The central claim of the first essay is that the views of the British Keynesians of the sixties and seventies were strikingly inconsistent with Keynes' own views. They saw inflation as a cost push phenomenon to which the proper solution was wage and price controls. Keynes, like later monetarists, saw it as a result of too much money and the solution as tight monetary policy. He was against wage and price controls, not for them.
One other thing struck me about the first essay: Congdon repeatedly refers to the interest rate as "the price of money." This is a very common error, and one that is not only wrong but dangerously wrong.
If the price of an apple is fifty cents, that means that if I give a seller fifty cents he will give me an apple in exchange. If the interest rate is five percent and that is the price of money, I ought to be able to buy money for five cents on the dollar. I doubt that Congdon, or anyone else, will be willing to sell it to me at that price.
The price of money is what you have to give up to get it—the inverse of the price level. If the price of an apple is fifty cents, the price of a dollar is two apples. The interest rate is the rent on money, measured in money. A change in the price of money affects both the money you are renting and the money you are paying as rent, leaving the ratio of the two unchanged.
Suppose that at midnight tonight every dollar bill in the world twins, along with a similar change in the accounting entries for bank deposits, other forms of money, and all obligations denominated in money. By morning, there is twice as much money as before—and nothing else has changed.
I would ask Congdon whether, under those circumstances, he would expect the interest rate to drop. If his answer is yes, my next question is whether he would expect a much more extreme drop if we relabeled pennies as dollars and dollars as hundred dollar bills, thus increasing the money supply, measured in "dollars," a hundredfold.
The reason the description of the interest rate as the price of money is not only wrong but dangerously wrong is that it implies a simple relation between money and the interest rate—in the extreme (but not uncommon) version, the belief that interest rates are set by central banks, with high interest rates the result of a tight monetary policy.
A central bank can create money and lend it out, increasing the supply of loans (which reduces the interest rate) and increasing the money supply. That is the one element of truth to the relationship. But what is affecting the interest rate is not the amount of money but the amount of loans; the government could get the same effect by collecting more in taxes than it spends and lending out the difference.
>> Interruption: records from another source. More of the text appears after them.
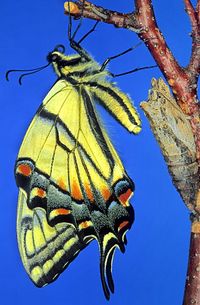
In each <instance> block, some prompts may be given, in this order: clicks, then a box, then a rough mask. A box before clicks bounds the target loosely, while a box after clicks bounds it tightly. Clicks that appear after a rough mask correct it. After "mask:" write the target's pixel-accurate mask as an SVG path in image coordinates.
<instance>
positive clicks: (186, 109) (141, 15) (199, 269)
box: [65, 0, 200, 305]
mask: <svg viewBox="0 0 200 305" xmlns="http://www.w3.org/2000/svg"><path fill="white" fill-rule="evenodd" d="M67 3H68V2H66V4H65V14H69V12H70V14H71V15H73V16H74V17H75V18H80V17H81V16H84V17H86V18H91V19H94V20H100V21H102V22H106V23H110V24H113V25H114V26H116V27H121V28H127V29H129V30H132V31H134V32H136V33H137V35H138V36H139V38H140V39H141V40H143V41H144V43H145V44H146V46H147V48H148V49H149V51H150V53H151V54H152V56H153V58H154V60H155V61H156V63H157V65H158V66H159V68H160V70H161V72H162V73H163V75H164V77H165V78H166V80H167V82H168V84H169V86H170V87H171V90H172V92H173V95H174V97H175V100H173V101H172V97H171V98H170V97H168V98H167V99H165V98H166V96H164V95H163V97H162V98H164V99H165V100H166V104H165V106H163V105H162V103H160V105H159V111H160V112H159V111H157V112H155V114H154V112H152V111H153V110H152V109H150V108H151V105H150V104H149V103H147V104H148V105H145V106H144V107H143V109H144V111H145V113H146V114H147V116H148V118H149V120H150V124H151V127H152V130H153V132H154V134H155V136H156V138H157V140H158V142H159V144H160V147H161V150H162V152H163V155H164V157H165V160H166V163H167V164H168V168H169V172H170V174H171V176H172V180H173V182H174V185H175V186H176V189H177V190H178V192H179V193H180V195H181V196H182V198H183V200H184V202H185V204H186V205H187V207H188V208H189V210H190V211H191V212H192V214H193V217H192V222H193V223H192V233H191V244H190V256H189V265H188V277H187V282H186V290H185V297H184V305H190V304H196V305H200V289H199V288H198V287H199V286H200V273H199V272H200V246H199V244H200V230H197V228H199V227H200V181H199V177H200V104H199V103H198V100H197V80H198V77H199V74H200V0H198V1H197V5H196V9H194V7H193V5H192V3H191V1H190V0H184V3H185V7H186V12H187V14H188V16H189V18H190V22H191V26H192V33H191V37H192V50H191V58H190V60H188V62H189V64H188V66H187V67H181V66H180V65H179V64H178V62H177V61H176V59H175V58H174V56H173V54H172V52H171V50H170V49H169V47H168V46H167V44H166V41H165V39H164V37H163V35H162V33H161V31H160V29H159V27H158V25H157V23H156V19H155V15H154V10H153V6H152V1H151V0H135V7H136V10H135V12H131V13H126V14H122V13H120V12H116V11H112V10H108V9H105V8H103V7H100V6H96V5H94V4H92V3H90V2H88V1H84V0H81V1H77V2H74V3H73V5H74V7H72V8H70V11H69V4H67ZM69 3H72V2H69ZM160 98H161V96H160V95H158V96H157V99H158V100H160ZM169 101H170V102H169ZM176 104H177V105H178V106H179V107H180V108H179V107H177V105H176ZM172 105H173V107H172ZM145 107H146V108H145ZM149 107H150V108H149ZM163 107H164V108H163ZM177 108H178V109H179V112H177ZM150 113H151V114H150ZM158 113H160V116H161V117H160V119H159V116H158ZM168 115H170V116H172V120H171V123H170V122H169V121H168ZM162 116H163V118H165V119H163V120H162ZM173 119H174V121H173ZM158 122H159V124H158ZM175 122H176V124H175ZM177 122H178V123H177ZM181 122H182V123H183V122H184V126H185V127H183V124H182V123H181ZM188 122H189V126H190V128H189V127H188V129H187V131H185V132H184V131H183V129H184V128H186V126H188ZM163 124H164V125H163ZM160 126H163V128H160ZM159 128H160V129H159ZM162 129H163V130H162ZM160 130H161V131H160ZM189 130H190V132H189ZM162 132H163V134H162ZM166 134H167V139H166V138H165V136H166ZM188 143H190V144H191V143H193V144H194V145H193V146H192V147H193V148H192V150H191V146H188ZM174 152H175V154H174ZM174 160H175V161H174ZM179 161H180V162H179Z"/></svg>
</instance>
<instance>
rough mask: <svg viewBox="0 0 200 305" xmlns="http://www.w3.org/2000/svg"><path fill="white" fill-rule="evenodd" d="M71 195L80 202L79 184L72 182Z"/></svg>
mask: <svg viewBox="0 0 200 305" xmlns="http://www.w3.org/2000/svg"><path fill="white" fill-rule="evenodd" d="M71 195H72V197H73V198H75V199H76V200H81V199H83V196H82V193H81V190H80V186H79V184H77V183H76V182H75V181H73V183H72V187H71Z"/></svg>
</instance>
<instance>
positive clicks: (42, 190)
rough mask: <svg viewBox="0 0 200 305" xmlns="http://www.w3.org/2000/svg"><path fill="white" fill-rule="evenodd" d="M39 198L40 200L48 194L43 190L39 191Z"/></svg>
mask: <svg viewBox="0 0 200 305" xmlns="http://www.w3.org/2000/svg"><path fill="white" fill-rule="evenodd" d="M37 196H38V197H40V198H44V197H46V192H45V191H44V190H43V189H39V188H38V189H37Z"/></svg>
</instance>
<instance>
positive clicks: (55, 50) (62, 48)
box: [54, 44, 65, 53]
mask: <svg viewBox="0 0 200 305" xmlns="http://www.w3.org/2000/svg"><path fill="white" fill-rule="evenodd" d="M54 51H57V52H60V53H65V47H64V46H63V45H62V44H58V45H57V46H56V47H55V49H54Z"/></svg>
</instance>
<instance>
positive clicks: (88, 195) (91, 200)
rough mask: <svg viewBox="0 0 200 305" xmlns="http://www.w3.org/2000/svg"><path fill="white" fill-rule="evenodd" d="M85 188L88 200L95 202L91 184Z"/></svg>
mask: <svg viewBox="0 0 200 305" xmlns="http://www.w3.org/2000/svg"><path fill="white" fill-rule="evenodd" d="M84 187H85V191H86V194H87V197H88V199H89V200H91V201H93V200H94V196H93V193H92V191H91V187H90V185H89V184H85V185H84Z"/></svg>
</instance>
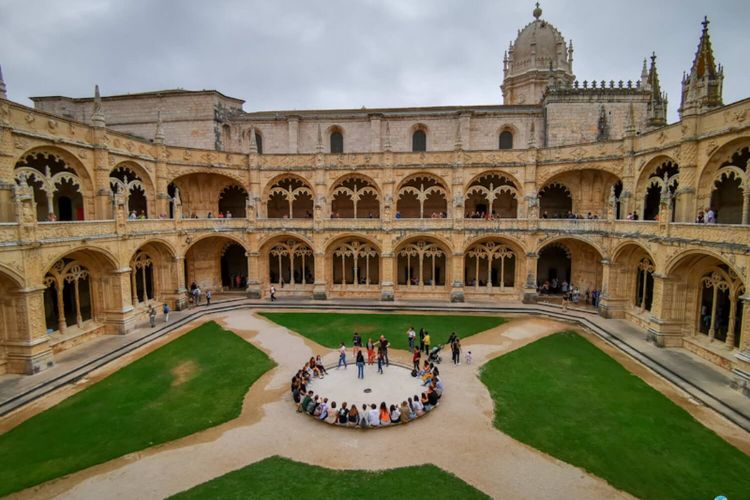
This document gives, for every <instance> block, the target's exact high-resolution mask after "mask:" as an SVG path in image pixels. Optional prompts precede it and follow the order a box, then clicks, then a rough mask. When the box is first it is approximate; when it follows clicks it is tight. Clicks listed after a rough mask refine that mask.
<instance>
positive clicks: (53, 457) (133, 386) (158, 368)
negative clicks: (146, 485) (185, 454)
mask: <svg viewBox="0 0 750 500" xmlns="http://www.w3.org/2000/svg"><path fill="white" fill-rule="evenodd" d="M273 366H274V363H273V361H271V360H270V359H269V358H268V357H267V356H266V355H265V354H264V353H263V352H261V351H260V350H258V349H256V348H255V347H253V346H252V345H250V344H249V343H247V342H246V341H245V340H243V339H241V338H240V337H238V336H236V335H234V334H233V333H231V332H228V331H226V330H224V329H222V328H221V327H220V326H219V325H217V324H216V323H214V322H209V323H205V324H203V325H201V326H199V327H198V328H196V329H195V330H192V331H191V332H189V333H187V334H185V335H183V336H182V337H180V338H178V339H176V340H174V341H172V342H170V343H169V344H167V345H165V346H163V347H161V348H159V349H157V350H155V351H154V352H152V353H150V354H148V355H147V356H144V357H143V358H141V359H139V360H137V361H135V362H133V363H131V364H130V365H128V366H125V367H124V368H122V369H121V370H119V371H117V372H115V373H113V374H112V375H110V376H109V377H107V378H105V379H103V380H102V381H100V382H98V383H96V384H94V385H92V386H91V387H89V388H87V389H85V390H84V391H82V392H80V393H78V394H76V395H74V396H71V397H70V398H68V399H66V400H65V401H63V402H61V403H60V404H58V405H57V406H54V407H52V408H50V409H49V410H47V411H45V412H43V413H40V414H39V415H36V416H34V417H32V418H30V419H29V420H27V421H26V422H24V423H22V424H21V425H19V426H18V427H16V428H14V429H12V430H10V431H9V432H7V433H6V434H4V435H2V436H0V496H3V495H5V494H8V493H10V492H13V491H17V490H20V489H23V488H26V487H28V486H31V485H34V484H38V483H41V482H43V481H47V480H49V479H52V478H55V477H59V476H62V475H64V474H68V473H70V472H74V471H77V470H80V469H84V468H86V467H90V466H92V465H95V464H98V463H101V462H105V461H107V460H110V459H112V458H115V457H118V456H121V455H124V454H126V453H129V452H133V451H136V450H141V449H143V448H147V447H149V446H152V445H154V444H157V443H164V442H166V441H172V440H174V439H176V438H179V437H182V436H187V435H188V434H192V433H194V432H197V431H199V430H202V429H206V428H208V427H213V426H215V425H217V424H220V423H222V422H226V421H227V420H231V419H232V418H235V417H237V416H238V415H239V414H240V410H241V408H242V400H243V397H244V395H245V393H246V392H247V390H248V388H249V387H250V386H251V385H252V383H253V382H255V381H256V380H257V379H258V378H259V377H260V376H261V375H262V374H263V373H264V372H266V371H267V370H269V369H270V368H272V367H273Z"/></svg>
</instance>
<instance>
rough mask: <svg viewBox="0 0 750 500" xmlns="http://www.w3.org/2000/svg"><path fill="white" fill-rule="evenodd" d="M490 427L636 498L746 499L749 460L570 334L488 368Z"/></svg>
mask: <svg viewBox="0 0 750 500" xmlns="http://www.w3.org/2000/svg"><path fill="white" fill-rule="evenodd" d="M481 378H482V382H484V384H485V385H486V386H487V387H488V388H489V390H490V392H491V394H492V397H493V399H494V401H495V426H496V427H498V428H499V429H501V430H502V431H504V432H506V433H507V434H509V435H510V436H512V437H513V438H515V439H517V440H519V441H522V442H524V443H527V444H529V445H531V446H533V447H535V448H537V449H539V450H542V451H544V452H546V453H549V454H550V455H553V456H555V457H557V458H559V459H561V460H564V461H565V462H568V463H571V464H573V465H577V466H579V467H582V468H584V469H586V470H588V471H590V472H592V473H593V474H596V475H597V476H599V477H601V478H604V479H605V480H607V481H608V482H609V483H610V484H612V485H614V486H615V487H617V488H619V489H622V490H625V491H627V492H629V493H631V494H633V495H635V496H636V497H640V498H658V499H666V498H675V499H684V498H714V497H716V496H717V495H720V494H721V495H726V496H727V497H728V498H729V499H730V500H732V499H739V498H749V497H750V457H748V456H747V455H745V454H743V453H742V452H740V451H739V450H737V449H736V448H734V447H733V446H731V445H730V444H728V443H727V442H726V441H724V440H723V439H722V438H720V437H719V436H717V435H716V434H715V433H714V432H713V431H711V430H709V429H707V428H705V427H704V426H703V425H701V424H700V423H698V422H697V421H696V420H695V419H693V417H692V416H690V414H688V413H687V412H686V411H685V410H683V409H682V408H680V407H679V406H677V405H675V404H674V403H673V402H672V401H670V400H669V399H668V398H667V397H666V396H664V395H662V394H661V393H659V392H658V391H656V390H654V389H652V388H651V387H649V386H648V385H646V383H645V382H643V381H642V380H641V379H640V378H638V377H636V376H635V375H632V374H631V373H630V372H628V371H627V370H625V369H624V368H623V367H622V366H621V365H620V364H618V363H617V362H616V361H615V360H613V359H612V358H610V357H609V356H607V355H606V354H604V353H603V352H602V351H600V350H599V349H597V348H596V347H595V346H594V345H592V344H591V343H589V342H588V341H587V340H586V339H584V338H583V337H580V336H579V335H577V334H575V333H573V332H562V333H557V334H555V335H553V336H550V337H547V338H544V339H541V340H539V341H537V342H535V343H533V344H530V345H528V346H526V347H523V348H521V349H519V350H517V351H514V352H511V353H509V354H506V355H505V356H501V357H499V358H496V359H494V360H492V361H490V362H489V363H487V364H486V365H485V366H484V367H483V369H482V374H481Z"/></svg>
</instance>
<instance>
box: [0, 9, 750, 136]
mask: <svg viewBox="0 0 750 500" xmlns="http://www.w3.org/2000/svg"><path fill="white" fill-rule="evenodd" d="M541 7H542V8H543V11H544V14H543V16H542V17H543V18H544V19H546V20H547V21H549V22H551V23H552V24H553V25H554V26H556V27H557V28H558V29H559V30H560V31H561V33H562V34H563V36H564V37H565V38H566V40H570V39H572V40H573V45H574V48H575V53H574V65H573V69H574V72H575V74H576V76H577V78H578V79H579V80H584V79H586V80H592V79H596V80H607V81H609V80H615V81H617V80H620V79H622V80H625V81H627V80H629V79H632V80H634V81H635V80H637V79H638V77H639V75H640V70H641V64H642V61H643V58H644V57H645V56H647V55H650V54H651V51H652V50H653V51H656V53H657V56H658V60H657V65H658V69H659V75H660V78H661V82H662V87H663V88H664V90H666V92H667V93H668V94H669V121H670V122H671V121H675V120H676V119H677V108H678V107H679V103H680V80H681V77H682V72H683V71H686V70H689V69H690V65H691V63H692V60H693V57H694V54H695V49H696V47H697V43H698V39H699V36H700V31H701V26H700V22H701V20H702V19H703V16H704V15H708V16H709V19H710V20H711V25H710V32H711V41H712V42H713V47H714V53H715V55H716V58H717V60H718V61H719V62H720V63H722V64H723V65H724V66H725V81H724V102H725V103H729V102H733V101H736V100H739V99H742V98H744V97H748V96H749V94H750V92H748V89H750V69H748V68H750V65H748V56H747V55H748V43H749V42H750V35H748V31H747V19H748V18H750V2H748V1H747V0H714V1H713V2H708V1H706V0H702V1H698V0H661V1H656V0H628V1H620V2H604V1H602V0H576V1H575V2H574V1H565V0H546V1H543V2H541ZM532 10H533V2H531V1H520V0H513V1H510V0H320V1H310V0H288V1H286V0H277V1H272V0H267V1H263V2H260V1H249V0H235V1H231V0H227V1H218V0H217V1H206V0H196V1H192V0H191V1H177V0H173V1H156V0H120V1H115V0H96V1H95V0H89V1H84V0H40V1H37V0H0V65H2V69H3V74H4V76H5V82H6V84H7V86H8V97H9V98H10V99H11V100H13V101H17V102H20V103H23V104H28V105H30V104H31V102H30V101H29V100H28V99H27V98H28V97H29V96H40V95H66V96H73V97H82V96H89V95H91V94H92V92H93V86H94V83H99V85H100V87H101V89H102V93H103V94H104V95H109V94H122V93H128V92H143V91H150V90H161V89H167V88H178V87H179V88H185V89H191V90H198V89H216V90H219V91H221V92H223V93H225V94H227V95H230V96H233V97H238V98H241V99H244V100H245V101H246V102H245V106H244V109H245V110H246V111H259V110H274V109H278V110H286V109H316V108H351V107H353V108H359V107H362V106H366V107H400V106H434V105H471V104H499V103H501V102H502V94H501V92H500V88H499V85H500V83H501V81H502V58H503V51H504V50H505V49H506V48H507V47H508V42H510V41H511V40H514V39H515V37H516V34H517V30H518V29H520V28H522V27H523V26H525V25H526V24H527V23H528V22H530V21H531V20H532V15H531V12H532Z"/></svg>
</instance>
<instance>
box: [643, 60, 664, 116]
mask: <svg viewBox="0 0 750 500" xmlns="http://www.w3.org/2000/svg"><path fill="white" fill-rule="evenodd" d="M647 83H648V87H647V88H648V90H650V91H651V99H650V100H649V102H648V108H647V119H646V124H647V125H648V127H651V128H658V127H663V126H664V125H666V124H667V95H666V94H664V93H662V91H661V85H660V84H659V73H658V72H657V70H656V52H652V53H651V67H650V68H649V70H648V78H647Z"/></svg>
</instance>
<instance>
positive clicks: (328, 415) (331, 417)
mask: <svg viewBox="0 0 750 500" xmlns="http://www.w3.org/2000/svg"><path fill="white" fill-rule="evenodd" d="M325 421H326V423H329V424H335V423H336V422H338V421H339V412H338V410H336V401H333V402H331V409H330V410H329V411H328V418H327V419H326V420H325Z"/></svg>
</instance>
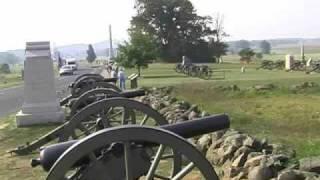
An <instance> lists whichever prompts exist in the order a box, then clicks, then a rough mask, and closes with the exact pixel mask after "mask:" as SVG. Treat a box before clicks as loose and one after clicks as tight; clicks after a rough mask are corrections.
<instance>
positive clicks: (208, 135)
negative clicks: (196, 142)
mask: <svg viewBox="0 0 320 180" xmlns="http://www.w3.org/2000/svg"><path fill="white" fill-rule="evenodd" d="M211 142H212V141H211V135H210V134H206V135H203V136H201V138H200V139H199V140H198V142H197V144H198V146H199V148H200V150H201V151H202V152H206V151H207V150H208V148H209V146H210V145H211Z"/></svg>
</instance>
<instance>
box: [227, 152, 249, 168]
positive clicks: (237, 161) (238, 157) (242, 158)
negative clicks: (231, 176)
mask: <svg viewBox="0 0 320 180" xmlns="http://www.w3.org/2000/svg"><path fill="white" fill-rule="evenodd" d="M247 156H248V154H246V153H242V154H241V155H240V156H238V157H237V158H236V159H235V160H234V161H233V162H232V165H231V166H232V167H242V166H243V165H244V163H245V162H246V160H247Z"/></svg>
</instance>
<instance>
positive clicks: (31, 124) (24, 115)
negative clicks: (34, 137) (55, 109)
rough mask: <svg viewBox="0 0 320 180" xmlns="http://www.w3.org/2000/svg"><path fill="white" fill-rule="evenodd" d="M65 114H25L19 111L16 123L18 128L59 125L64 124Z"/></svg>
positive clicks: (63, 113) (17, 114) (54, 112)
mask: <svg viewBox="0 0 320 180" xmlns="http://www.w3.org/2000/svg"><path fill="white" fill-rule="evenodd" d="M64 122H65V118H64V112H63V111H59V112H41V113H33V114H25V113H23V112H22V111H19V112H18V113H17V114H16V123H17V126H18V127H24V126H32V125H41V124H50V123H52V124H58V123H64Z"/></svg>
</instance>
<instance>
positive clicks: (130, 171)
mask: <svg viewBox="0 0 320 180" xmlns="http://www.w3.org/2000/svg"><path fill="white" fill-rule="evenodd" d="M123 145H124V163H125V169H126V180H134V178H133V172H132V167H133V165H134V164H133V162H132V159H131V158H132V156H131V147H130V142H124V143H123Z"/></svg>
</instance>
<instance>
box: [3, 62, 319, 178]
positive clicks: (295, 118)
mask: <svg viewBox="0 0 320 180" xmlns="http://www.w3.org/2000/svg"><path fill="white" fill-rule="evenodd" d="M212 67H213V68H215V69H223V70H225V71H226V79H225V80H209V81H205V80H201V79H198V78H190V77H186V76H185V75H182V74H177V73H175V72H174V70H173V68H174V64H153V65H151V66H150V67H149V68H148V69H144V70H143V71H142V75H143V77H142V78H141V79H140V80H139V85H140V86H149V87H150V86H167V85H173V86H176V91H175V92H176V94H177V95H178V97H179V98H183V99H186V100H188V101H190V102H192V103H196V104H198V105H200V106H201V107H202V108H203V109H204V110H206V111H209V112H211V113H222V112H226V113H228V114H230V116H231V118H232V126H233V127H234V128H236V129H239V130H242V131H245V132H249V133H250V134H252V135H254V136H257V137H268V138H269V139H270V140H272V141H273V142H283V143H286V144H288V145H290V146H292V147H294V148H296V149H297V151H298V155H299V157H305V156H309V155H320V142H319V140H317V139H320V138H319V136H320V135H318V134H317V130H318V129H319V128H320V127H319V121H320V115H319V112H320V106H319V105H318V104H319V100H320V96H319V93H318V92H317V90H318V89H316V90H315V91H310V92H304V93H299V94H293V93H288V92H287V91H286V90H277V91H274V92H269V93H265V94H263V93H262V94H259V93H258V94H257V93H241V92H240V93H233V92H216V90H215V88H214V87H216V86H219V85H223V86H228V85H233V84H236V85H238V86H239V87H241V88H246V87H248V86H252V85H255V84H267V83H274V84H276V85H278V86H280V85H281V86H285V87H288V86H290V85H292V84H297V83H301V82H305V81H314V82H319V80H320V74H311V75H306V74H304V73H302V72H292V73H287V72H284V71H265V70H261V71H257V70H255V68H256V67H257V66H256V65H249V66H248V69H247V72H246V73H244V74H242V73H240V67H241V65H240V64H223V65H216V64H214V65H212ZM133 72H136V70H134V69H128V70H126V73H127V75H129V74H130V73H133ZM127 83H128V85H129V82H127ZM319 90H320V89H319ZM51 128H52V127H34V128H22V129H17V128H16V127H15V126H14V117H13V116H10V117H7V118H2V119H0V143H1V144H0V162H1V163H0V179H4V180H6V179H13V180H15V179H17V180H18V179H19V180H20V179H26V180H28V179H30V180H31V179H43V177H44V176H45V173H43V172H42V171H41V169H40V168H36V169H31V168H30V167H29V160H30V158H31V157H34V156H36V154H34V155H31V156H24V157H16V156H10V155H9V154H6V153H5V151H6V150H8V149H11V148H14V147H16V146H17V145H19V144H23V143H24V142H26V141H31V140H33V139H35V138H36V137H38V136H40V135H42V134H44V133H45V132H47V131H48V130H49V129H51Z"/></svg>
The interest rate is a market price—the price paid for the use of capital—and the central bank controls it only in the same sense in which the government can control the price of wheat by choosing to buy or sell some of it. The central bank does not have an unlimited amount of capital from money creation to lend and so has only a limited ability to shift interest rates from what they would otherwise be. Furthermore, a continued expansion of the money supply creates the expectation of future price rises, which pushes the nominal interest rate up, not down.
I have been unable to locate an email address for Tim Congdon, so am unable to point out his error to him directly. If any of my readers has one, I would be grateful if you would send it to me.
[Two people have now provided me with his email, I emailed him and received a friendly response.]
[Two people have now provided me with his email, I emailed him and received a friendly response.]